We have two, boy littermates bought at a few weeks old and they had been kept together. By around 15 weeks old they were fighting, enough for us to need to separate them. Much of what I had read suggested that littermates bought together would probably be ok, so maybe we were just unlucky? 

Ours are kept in 3ftx1ft fish tanks with a home made wood and wire topper over them to ensure plenty of ventilation. I have deep shavings in there for them to dig into, and hay. I have in each tank a guinea pig wooden house and I keep their food bowls on top of that as they dig the shavings into the bowls and bury them otherwise. I have to make sure they have shavings pushed up against the house so they can get up easily as they don't climb well, though recently I have a wooden ramp in each by the house that is working ok too. They also have plastic tubes in there that are quickly buried under the shavings but are well used, and chewed! A glass water bottle held on using a wire coat hanger bend around to support the bottle and then hooked over the glass tank top. We feed gerbil food and bird seed mixed, occasional vegetables and a daily mealworm or two. They love a sand bath too using the chinchilla mix - we tend to hold them for a while when out and then let them have the run of a plastic tub with the chinchilla dust in a small bowl in there to use for a short time. 

They are extremely clean little creatures and do not smell, need cleaning out pretty infrequently - I seem to do ours out of guilt each time due to the fact it is a few weeks between each clean, but so far have never found their tanks to be horrid deeper down and they could quite easily be left a long while I suspect. One of ours does nip, he is a curiosity nipper rather than in malice, but my children still don't like that much - though hold him in their clothed arms instead so he still gets lots of handling. The other one has never nipped and is a perfect pet.


----------



## x Sarah x (Nov 16, 2007)

Females are best kept together, males can be but the risk of fighting is always there.
Providing next boxes/caves etc can cause fighting too, anything one can claim as territory can cause issues between them.
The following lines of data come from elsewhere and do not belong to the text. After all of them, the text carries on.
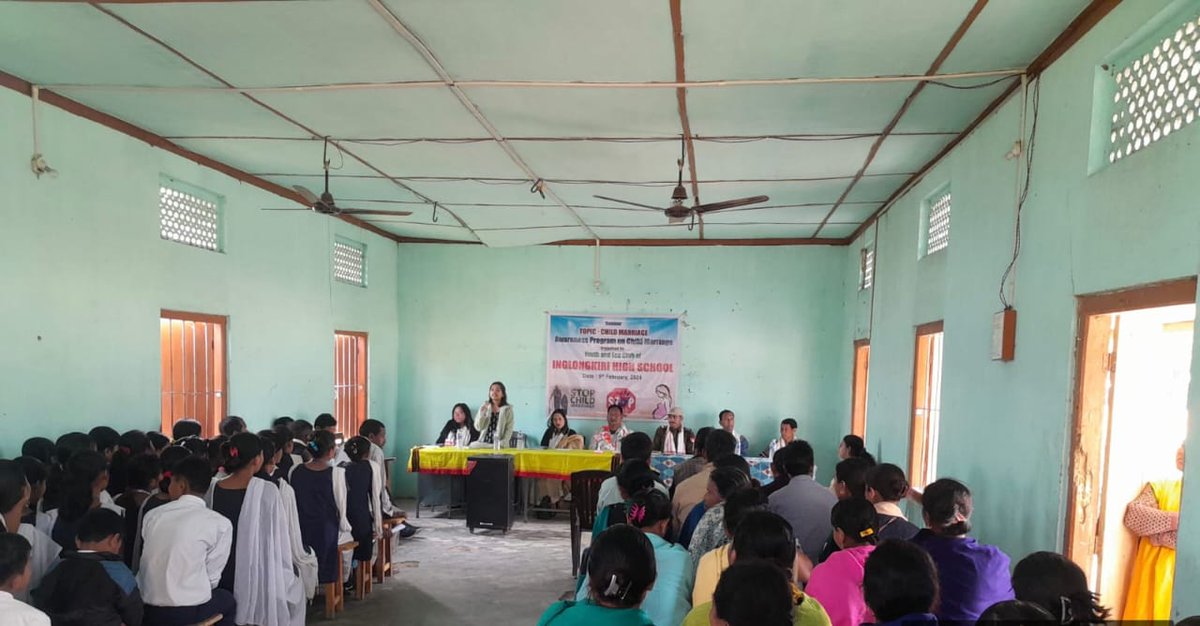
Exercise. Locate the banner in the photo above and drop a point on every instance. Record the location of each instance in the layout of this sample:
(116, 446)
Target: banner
(595, 361)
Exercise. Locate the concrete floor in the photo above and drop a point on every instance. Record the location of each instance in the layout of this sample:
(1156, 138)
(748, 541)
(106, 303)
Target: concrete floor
(445, 575)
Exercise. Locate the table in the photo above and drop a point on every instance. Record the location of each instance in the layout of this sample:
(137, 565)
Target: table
(665, 464)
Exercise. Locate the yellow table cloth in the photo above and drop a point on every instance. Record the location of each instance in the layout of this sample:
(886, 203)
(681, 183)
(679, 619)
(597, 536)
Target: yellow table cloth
(527, 463)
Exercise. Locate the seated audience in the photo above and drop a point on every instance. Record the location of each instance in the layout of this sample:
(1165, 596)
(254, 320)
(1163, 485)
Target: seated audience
(91, 585)
(971, 576)
(786, 435)
(460, 429)
(725, 419)
(838, 582)
(1060, 587)
(185, 551)
(673, 438)
(900, 584)
(15, 576)
(767, 537)
(609, 437)
(804, 504)
(670, 600)
(621, 572)
(886, 487)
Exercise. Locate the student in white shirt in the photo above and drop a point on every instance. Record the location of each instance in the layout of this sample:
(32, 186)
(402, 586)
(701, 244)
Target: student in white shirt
(185, 548)
(15, 575)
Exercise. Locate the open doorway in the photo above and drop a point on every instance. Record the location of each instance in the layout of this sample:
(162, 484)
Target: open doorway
(1134, 365)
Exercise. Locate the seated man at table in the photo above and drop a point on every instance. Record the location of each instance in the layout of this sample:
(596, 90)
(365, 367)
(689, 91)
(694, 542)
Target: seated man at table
(635, 446)
(609, 437)
(673, 438)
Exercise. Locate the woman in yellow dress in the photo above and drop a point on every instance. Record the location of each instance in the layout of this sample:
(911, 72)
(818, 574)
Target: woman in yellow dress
(1155, 517)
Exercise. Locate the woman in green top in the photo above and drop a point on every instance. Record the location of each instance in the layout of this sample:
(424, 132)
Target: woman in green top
(621, 571)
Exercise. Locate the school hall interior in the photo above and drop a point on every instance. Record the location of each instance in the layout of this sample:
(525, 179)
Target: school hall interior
(964, 230)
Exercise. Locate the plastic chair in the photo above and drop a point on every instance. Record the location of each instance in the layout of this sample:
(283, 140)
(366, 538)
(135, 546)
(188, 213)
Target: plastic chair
(585, 493)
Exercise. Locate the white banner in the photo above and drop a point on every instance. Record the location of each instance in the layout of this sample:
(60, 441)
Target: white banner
(595, 361)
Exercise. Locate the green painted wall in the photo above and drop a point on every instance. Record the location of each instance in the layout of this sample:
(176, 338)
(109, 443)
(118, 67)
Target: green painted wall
(471, 315)
(1005, 426)
(85, 275)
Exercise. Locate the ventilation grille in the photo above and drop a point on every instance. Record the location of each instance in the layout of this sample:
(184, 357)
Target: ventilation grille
(1157, 94)
(189, 218)
(351, 263)
(939, 232)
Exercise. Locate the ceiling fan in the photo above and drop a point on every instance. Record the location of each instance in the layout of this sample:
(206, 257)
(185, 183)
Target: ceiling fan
(324, 203)
(678, 212)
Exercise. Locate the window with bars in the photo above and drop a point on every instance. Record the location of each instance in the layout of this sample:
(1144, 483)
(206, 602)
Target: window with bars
(349, 380)
(193, 369)
(1156, 91)
(927, 405)
(189, 215)
(936, 232)
(865, 269)
(351, 262)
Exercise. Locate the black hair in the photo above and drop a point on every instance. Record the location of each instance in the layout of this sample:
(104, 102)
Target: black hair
(719, 444)
(159, 441)
(754, 594)
(648, 507)
(738, 505)
(106, 438)
(888, 481)
(100, 524)
(504, 393)
(636, 446)
(12, 485)
(15, 552)
(947, 504)
(373, 427)
(39, 447)
(1015, 613)
(856, 518)
(233, 425)
(622, 566)
(702, 439)
(78, 480)
(185, 428)
(729, 480)
(852, 473)
(358, 449)
(798, 458)
(899, 578)
(196, 471)
(240, 451)
(634, 476)
(1059, 585)
(765, 535)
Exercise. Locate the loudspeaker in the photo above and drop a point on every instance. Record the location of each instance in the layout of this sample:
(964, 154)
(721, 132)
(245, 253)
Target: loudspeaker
(490, 492)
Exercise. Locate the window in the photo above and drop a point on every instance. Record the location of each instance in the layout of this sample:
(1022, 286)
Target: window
(351, 262)
(193, 369)
(189, 215)
(865, 269)
(349, 380)
(927, 403)
(936, 214)
(1156, 90)
(858, 398)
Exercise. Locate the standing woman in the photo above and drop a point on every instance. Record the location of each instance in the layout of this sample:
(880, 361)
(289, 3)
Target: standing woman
(495, 417)
(460, 431)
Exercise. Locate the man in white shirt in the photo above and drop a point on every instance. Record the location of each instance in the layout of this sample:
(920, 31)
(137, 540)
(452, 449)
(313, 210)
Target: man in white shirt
(15, 576)
(185, 548)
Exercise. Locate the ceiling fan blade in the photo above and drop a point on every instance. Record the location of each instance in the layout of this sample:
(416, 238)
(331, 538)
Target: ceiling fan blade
(373, 211)
(629, 203)
(729, 204)
(309, 197)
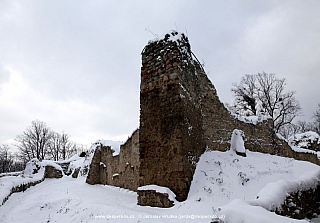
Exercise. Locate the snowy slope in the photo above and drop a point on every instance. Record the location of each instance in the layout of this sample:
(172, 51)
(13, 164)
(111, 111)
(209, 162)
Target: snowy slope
(224, 185)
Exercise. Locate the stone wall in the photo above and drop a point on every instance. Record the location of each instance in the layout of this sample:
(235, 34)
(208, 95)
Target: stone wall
(120, 170)
(181, 115)
(170, 116)
(218, 124)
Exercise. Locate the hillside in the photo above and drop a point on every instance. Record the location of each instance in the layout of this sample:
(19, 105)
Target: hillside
(224, 185)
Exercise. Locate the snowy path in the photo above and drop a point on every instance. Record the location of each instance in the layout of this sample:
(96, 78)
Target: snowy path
(217, 183)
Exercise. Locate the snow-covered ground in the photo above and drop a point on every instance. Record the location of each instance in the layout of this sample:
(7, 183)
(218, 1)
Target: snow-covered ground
(224, 186)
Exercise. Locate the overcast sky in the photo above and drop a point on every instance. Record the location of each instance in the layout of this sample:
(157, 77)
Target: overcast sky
(76, 64)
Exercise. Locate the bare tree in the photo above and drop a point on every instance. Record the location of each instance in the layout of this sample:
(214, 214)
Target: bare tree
(54, 146)
(316, 123)
(6, 159)
(34, 140)
(264, 93)
(60, 147)
(245, 94)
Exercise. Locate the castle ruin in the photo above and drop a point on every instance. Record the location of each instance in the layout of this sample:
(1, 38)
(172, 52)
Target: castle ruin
(180, 117)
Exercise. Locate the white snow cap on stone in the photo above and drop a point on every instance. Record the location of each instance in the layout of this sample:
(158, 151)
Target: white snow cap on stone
(32, 167)
(237, 143)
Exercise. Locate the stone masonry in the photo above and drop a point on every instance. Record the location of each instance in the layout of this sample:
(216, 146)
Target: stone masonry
(121, 170)
(180, 116)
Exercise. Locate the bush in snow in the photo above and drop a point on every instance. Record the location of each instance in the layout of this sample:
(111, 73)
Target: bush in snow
(32, 167)
(237, 143)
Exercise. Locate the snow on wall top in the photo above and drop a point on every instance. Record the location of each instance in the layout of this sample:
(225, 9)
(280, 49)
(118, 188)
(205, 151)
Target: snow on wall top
(115, 145)
(304, 140)
(159, 189)
(252, 119)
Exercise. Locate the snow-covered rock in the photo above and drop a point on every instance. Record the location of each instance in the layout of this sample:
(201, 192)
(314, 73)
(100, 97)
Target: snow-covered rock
(32, 167)
(237, 142)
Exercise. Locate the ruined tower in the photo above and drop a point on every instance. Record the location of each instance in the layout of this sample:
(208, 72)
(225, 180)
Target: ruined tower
(181, 115)
(171, 136)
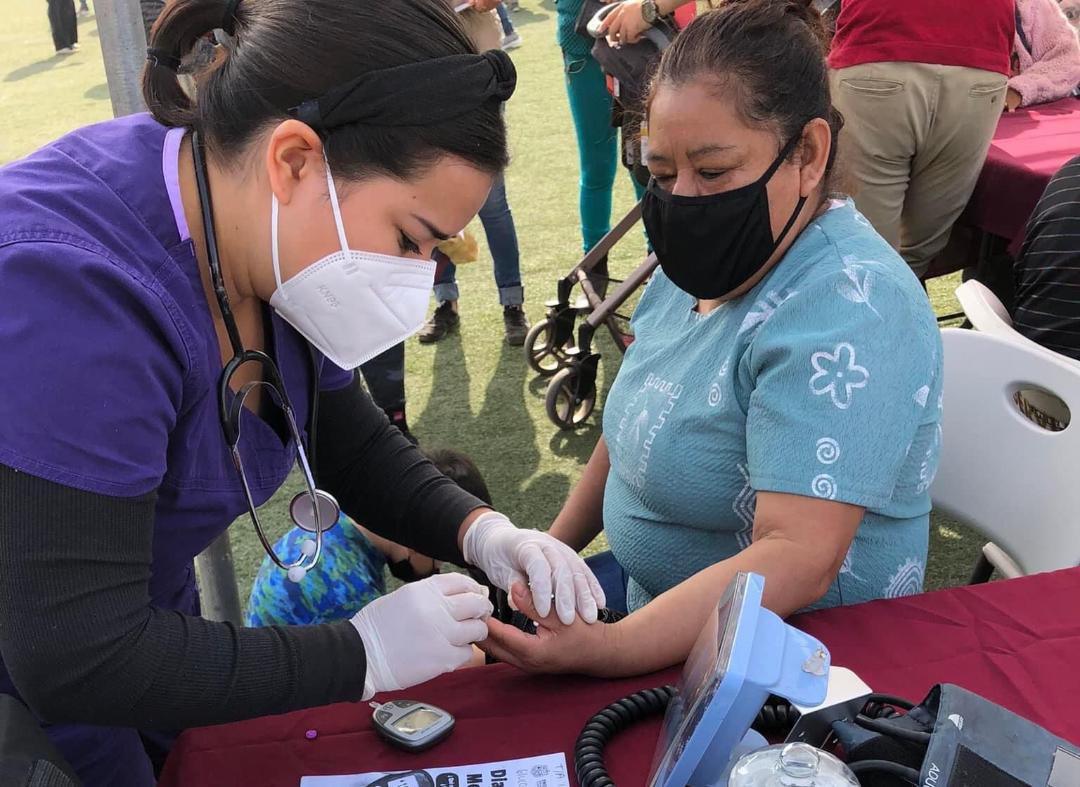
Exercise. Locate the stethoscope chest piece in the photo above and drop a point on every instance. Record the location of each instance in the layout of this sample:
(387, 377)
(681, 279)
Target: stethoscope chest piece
(302, 511)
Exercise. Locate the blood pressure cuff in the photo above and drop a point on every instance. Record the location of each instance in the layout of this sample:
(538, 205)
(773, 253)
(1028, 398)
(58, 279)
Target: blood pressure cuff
(973, 743)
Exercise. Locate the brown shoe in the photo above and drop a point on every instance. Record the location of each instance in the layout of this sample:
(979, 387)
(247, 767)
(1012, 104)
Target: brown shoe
(444, 321)
(515, 324)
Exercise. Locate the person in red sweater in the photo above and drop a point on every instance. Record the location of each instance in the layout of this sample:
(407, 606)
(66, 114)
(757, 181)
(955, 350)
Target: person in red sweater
(921, 84)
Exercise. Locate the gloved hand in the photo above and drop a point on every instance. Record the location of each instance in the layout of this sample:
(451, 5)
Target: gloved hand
(421, 631)
(508, 554)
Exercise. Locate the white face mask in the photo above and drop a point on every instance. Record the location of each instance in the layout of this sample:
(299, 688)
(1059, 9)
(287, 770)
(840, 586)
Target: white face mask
(352, 304)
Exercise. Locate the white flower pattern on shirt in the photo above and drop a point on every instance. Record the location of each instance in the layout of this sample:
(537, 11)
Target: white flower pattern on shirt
(837, 375)
(907, 581)
(860, 284)
(824, 486)
(764, 309)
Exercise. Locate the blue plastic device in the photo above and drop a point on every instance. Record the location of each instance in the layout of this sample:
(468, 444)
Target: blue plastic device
(743, 654)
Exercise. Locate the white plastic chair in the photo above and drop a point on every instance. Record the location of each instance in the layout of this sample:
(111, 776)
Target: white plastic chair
(989, 315)
(1000, 473)
(985, 311)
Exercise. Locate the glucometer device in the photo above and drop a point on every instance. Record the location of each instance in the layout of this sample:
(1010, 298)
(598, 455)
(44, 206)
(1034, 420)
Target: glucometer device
(412, 726)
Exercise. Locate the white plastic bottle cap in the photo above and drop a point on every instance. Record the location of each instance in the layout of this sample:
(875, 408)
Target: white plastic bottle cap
(795, 764)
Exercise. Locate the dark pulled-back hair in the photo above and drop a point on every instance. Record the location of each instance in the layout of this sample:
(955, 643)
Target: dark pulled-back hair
(285, 52)
(768, 55)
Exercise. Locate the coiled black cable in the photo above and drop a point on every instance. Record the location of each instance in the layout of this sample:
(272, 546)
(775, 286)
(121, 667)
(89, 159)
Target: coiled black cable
(589, 749)
(775, 716)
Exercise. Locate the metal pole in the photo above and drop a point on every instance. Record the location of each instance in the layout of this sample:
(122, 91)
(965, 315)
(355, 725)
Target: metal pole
(123, 49)
(217, 582)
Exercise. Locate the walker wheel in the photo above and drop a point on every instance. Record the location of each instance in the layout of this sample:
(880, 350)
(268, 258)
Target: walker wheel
(541, 354)
(567, 406)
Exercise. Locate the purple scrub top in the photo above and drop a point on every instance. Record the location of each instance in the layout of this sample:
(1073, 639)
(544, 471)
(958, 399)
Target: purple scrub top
(108, 357)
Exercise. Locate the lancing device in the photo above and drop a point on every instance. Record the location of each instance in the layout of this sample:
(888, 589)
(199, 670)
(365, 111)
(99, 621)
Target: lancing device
(412, 726)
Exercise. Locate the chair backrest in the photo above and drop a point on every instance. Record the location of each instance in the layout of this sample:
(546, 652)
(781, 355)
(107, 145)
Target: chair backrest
(984, 310)
(1000, 473)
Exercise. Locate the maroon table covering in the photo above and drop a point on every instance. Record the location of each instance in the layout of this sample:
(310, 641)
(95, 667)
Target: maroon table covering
(1028, 147)
(1015, 642)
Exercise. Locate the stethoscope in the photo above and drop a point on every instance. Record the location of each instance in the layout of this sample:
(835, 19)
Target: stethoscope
(314, 511)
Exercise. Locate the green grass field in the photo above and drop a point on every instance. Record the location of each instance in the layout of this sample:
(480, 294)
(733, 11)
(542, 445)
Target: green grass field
(470, 392)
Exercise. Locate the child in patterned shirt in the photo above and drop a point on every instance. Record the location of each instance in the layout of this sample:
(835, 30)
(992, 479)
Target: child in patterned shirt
(350, 572)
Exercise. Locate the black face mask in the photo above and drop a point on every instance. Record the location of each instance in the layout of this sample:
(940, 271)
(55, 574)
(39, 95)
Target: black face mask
(711, 245)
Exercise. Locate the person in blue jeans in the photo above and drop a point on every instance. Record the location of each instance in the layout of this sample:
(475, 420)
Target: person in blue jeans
(498, 224)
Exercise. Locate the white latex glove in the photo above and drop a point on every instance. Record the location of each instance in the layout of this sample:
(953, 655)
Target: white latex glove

Diet mostly seeds and grain, i use a muesli base and mix in oats, barley, wild bird mix, millet, peanuts, sunflower, ferret kibble and they get insects and occasionally insect suet pellets.
I don't give any fresh foods as they shouldn't be given too much wet stuff.

I keep mine in converted storage tubs, they are also fine in glass tanks, exo terras etc. ground space is best, they will climb meshing but are not climbers as in branches and ropes so not needed and they don't jump either, they love to dig and use tubes and things so floor space with plenty to do is good.


----------



## Ghostgirl76 (Jan 14, 2015)

*Duprasi care*

Hi there
I used to breed Duprasis about 15 years ago ( wish I still had some, as I really like them).
Mine were really placid and easy to handle and lived pretty happily in a colony without any obvious signs of aggression. However, like most animal, they are all different + I do know of others who have had issues with litter mates fighting.
I had good success using a series of medium Hagen Pen pals linked together with crosstalk tunnels,plus add on rotastack small chambers. My theory is that this worked well as it mimicked a series of natural burrows and have them the opportunity to get away from each other. 
The females seemed to particularly appreciate the small rotastack chambers when they had babies to rear. My experience was that they weren't as prolific as many other small furries but that's no bad thing! I fed mine a good mix of small seeds.
Have fun with them!


----------